Harmanli, à cœur ouvert, des cris, des bienvenues, l’excitation grimpante lors de notre entrée en clown dans l’immeuble, des sourires qui sortent des chambres, des familles qui se dévoilent, qui nous regardent, s’amusent de nous, des cafés qui volent, un accueil surprenant, fort et tendre. Et leurs mots, les discussions autour d’un matelas sale posé sur le sol, leurs souvenirs de Syrie, toujours cette Syrie entre eux et le monde, le fléau de cette guerre qui dévaste leurs insouciances, leur courage à déserter, à ne pas vouloir tuer un voisin peut être, à ne pas mettre leurs familles en danger, et à tant souffrir d’être si loin d’eux, de ne plus avoir de leurs nouvelles ou rarement. Une lourdeur d’homme mûr et la tendresse, le désir de garder toujours son humanité, de ne pas la perdre, de se vouloir meilleur.

Lennart, Martin, Bram, sont là, à nous suivre, nous filmer, discrètement…

Et nous entrons dans leurs mondes, une nouvelle fois. Encore plus d’excitation, plein d’improvisation lors de nos montées sur ces escaliers, et nos visites de leurs chambres. Des aubergines entrain d’être coupées, des choukran, des yeux rieurs et leurs bonjours. Et SIETE, nous jouerons à six heures, quand le soleil baissera, venez, venez!!!!!

Et puis le spectacle sur la scène d’un théâtre détruit, le soleil des six heures, qui réchauffe, des rires qui éclatent, des gens qui arrivent au fur et à mesure, des enfants excités de nos jeux et "ANA ANA", moi aussi je veux jouer, encore rêver, être l’enfant que je suis. Les enfants du monde, partout, gardent leurs fraîcheurs et leurs rires, puisqu’ils habitent sans cesse leur présent, et la guerre si loin, il faut être enfant ou fou pour ne pas s’en soucier.

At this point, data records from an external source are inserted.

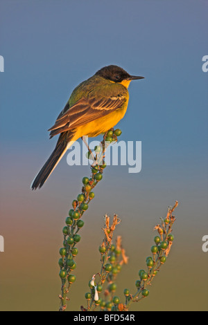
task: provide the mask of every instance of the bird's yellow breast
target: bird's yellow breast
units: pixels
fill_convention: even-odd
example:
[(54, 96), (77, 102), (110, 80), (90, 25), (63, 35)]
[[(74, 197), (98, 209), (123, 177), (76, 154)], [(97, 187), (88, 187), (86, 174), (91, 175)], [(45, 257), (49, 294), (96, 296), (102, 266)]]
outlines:
[(94, 121), (89, 122), (85, 125), (79, 127), (76, 131), (78, 138), (83, 136), (88, 136), (89, 137), (97, 136), (114, 127), (120, 120), (123, 118), (126, 112), (128, 102), (128, 98), (122, 108), (118, 109), (105, 116), (99, 118)]

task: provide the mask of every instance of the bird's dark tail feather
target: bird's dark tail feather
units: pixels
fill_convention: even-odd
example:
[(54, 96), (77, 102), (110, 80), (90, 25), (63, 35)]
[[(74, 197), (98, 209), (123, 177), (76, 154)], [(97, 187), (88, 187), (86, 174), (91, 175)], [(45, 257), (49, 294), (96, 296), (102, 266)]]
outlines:
[(67, 150), (67, 142), (65, 141), (58, 141), (46, 162), (33, 181), (31, 185), (32, 189), (36, 189), (42, 187)]

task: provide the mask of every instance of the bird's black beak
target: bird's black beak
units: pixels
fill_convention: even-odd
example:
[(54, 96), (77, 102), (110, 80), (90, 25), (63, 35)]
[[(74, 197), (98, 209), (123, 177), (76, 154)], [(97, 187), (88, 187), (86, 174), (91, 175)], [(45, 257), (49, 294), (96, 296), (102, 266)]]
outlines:
[(137, 80), (138, 79), (144, 79), (144, 77), (139, 77), (138, 75), (130, 75), (128, 80)]

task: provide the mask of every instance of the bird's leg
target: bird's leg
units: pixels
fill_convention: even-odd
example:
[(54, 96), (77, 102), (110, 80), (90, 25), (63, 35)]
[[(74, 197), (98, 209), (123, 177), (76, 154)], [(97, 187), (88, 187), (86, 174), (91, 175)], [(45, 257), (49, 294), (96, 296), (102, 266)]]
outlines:
[(91, 156), (92, 158), (94, 160), (96, 160), (96, 158), (95, 158), (95, 156), (94, 156), (94, 154), (92, 154), (92, 150), (91, 150), (91, 149), (89, 148), (89, 145), (88, 145), (88, 143), (87, 143), (87, 141), (86, 141), (86, 139), (85, 139), (85, 136), (81, 136), (81, 139), (82, 139), (82, 140), (83, 141), (83, 142), (85, 143), (85, 146), (87, 147), (87, 148), (88, 149), (88, 151), (90, 152), (90, 156)]

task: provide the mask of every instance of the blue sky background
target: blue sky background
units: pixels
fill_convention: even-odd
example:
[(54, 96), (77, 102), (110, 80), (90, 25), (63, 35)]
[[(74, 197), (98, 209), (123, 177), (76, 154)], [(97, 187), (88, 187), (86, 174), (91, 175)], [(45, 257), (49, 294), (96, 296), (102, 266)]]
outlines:
[[(0, 55), (5, 63), (0, 74), (0, 229), (8, 245), (3, 259), (10, 261), (12, 239), (18, 242), (21, 237), (24, 245), (27, 237), (23, 234), (31, 222), (34, 239), (48, 225), (49, 215), (54, 236), (58, 228), (61, 231), (60, 216), (67, 212), (89, 169), (69, 167), (65, 157), (44, 187), (31, 192), (31, 182), (56, 141), (49, 140), (46, 130), (76, 86), (101, 67), (116, 64), (145, 77), (131, 83), (128, 109), (119, 124), (121, 140), (142, 141), (142, 170), (129, 174), (127, 167), (106, 169), (83, 234), (96, 241), (92, 228), (103, 225), (105, 212), (116, 212), (123, 219), (123, 236), (129, 234), (123, 229), (131, 230), (132, 237), (126, 241), (134, 256), (137, 248), (132, 250), (130, 239), (135, 242), (133, 236), (139, 233), (146, 243), (143, 233), (150, 236), (157, 218), (177, 199), (178, 245), (173, 261), (188, 257), (191, 245), (195, 254), (186, 259), (184, 272), (193, 262), (207, 270), (207, 257), (201, 252), (208, 225), (208, 73), (202, 71), (202, 58), (208, 54), (207, 1), (1, 0), (0, 8)], [(10, 225), (17, 219), (19, 232), (11, 236)], [(46, 245), (44, 239), (42, 245)], [(35, 241), (34, 245), (38, 247)], [(187, 296), (184, 293), (182, 301), (187, 308), (196, 306), (189, 297), (192, 277), (184, 284)], [(177, 288), (175, 280), (171, 290)], [(208, 297), (202, 297), (198, 308), (205, 309)], [(3, 308), (12, 304), (9, 299)], [(178, 309), (182, 301), (176, 300), (174, 308)], [(154, 308), (146, 301), (143, 309)]]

Ma génération, les 25 ans, nombreux sont ces jeunes garçons révoltés, qui ont encore tant à faire, à construire leur vie, leurs rêves de familles, de simplement vivre, bien, quelque part, être en paix. Et moi, si impuissante, dans une autre réalité, avec mon coeur à leur donner, pour les supporter, leur dire qu’ils ne sont pas tout seuls, et les larmes qui coulent à les faire pleurer eux aussi, ou presque. Nous reviendrons demain, jouer encore, faire deux workshops pour être ensemble le temps qu’on peut.

Bonne nuit, Leila Saida, et à demain.